This blog post was authored by Tom Wall.
Vertica’s streaming load scheduler provides high-performance streaming data load from Kafka into your Vertica database. Whether you already use Kafka or not, it is worth considering it as a solution to your data loading challenges. Kafka complements Vertica very nicely, and the scheduler removes many complexities of designing a robust data loading process that you would otherwise have to build into your own ETL or application logic.
Most Vertica loading mechanisms have a batch-oriented workflow, where you use the COPY statement to load a batch of data into a single table. In this world, applications have to manage batches carefully to ensure that data arrives in Vertica in a consistent state with good performance.

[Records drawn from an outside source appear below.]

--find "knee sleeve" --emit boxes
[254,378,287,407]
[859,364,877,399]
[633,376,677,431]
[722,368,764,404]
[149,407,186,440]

The Kafka load scheduler uses a higher-level streaming abstraction. With this model, data is continuously generated, and we want to load that unbounded data set into Vertica as it arrives. Rather than managing batches and issuing COPY statements directly, you configure the scheduler to load Kafka topics into Vertica tables, and the scheduler manages the load process by intelligently dispatching COPY statements in small batches on your behalf.
The scheduler is a java-based daemon that dispatches commands to your target database via JDBC. It leverages many of Vertica’s load and workload management capabilities to provide a robust loading experience.
An important design point of the scheduler is that it keeps all configuration and runtime states in the database alongside the data you are loading. By keeping everything centralized, it makes it possible to load from data in a fault-tolerant, exactly-once fashion via Vertica transactions.
Since the scheduler consumes some database resources, you naturally have to provide some information to tell the scheduler how to do so. The scheduler needs a connection string
in order to identify and connect to a database. Once connected, it needs to be given a config schema
, a database schema where its configuration and runtime state is kept, and which resource pool it should use when performing the load.
The scheduler implements the streaming abstraction by dispatching units of work called microbatches
. Each microbatch is an atomic load and progress update – a COPY statement loads some data, and an insert into the runtime state table records which offsets were successfully loaded from Kafka. Because this operation is atomic, the process remains in a consistent state even if Kafka or Vertica nodes go down during the load. Failed requests are automatically retried, and provided that the data is still available in Kafka when the issue is corrected, the load process can resume wherever it left off.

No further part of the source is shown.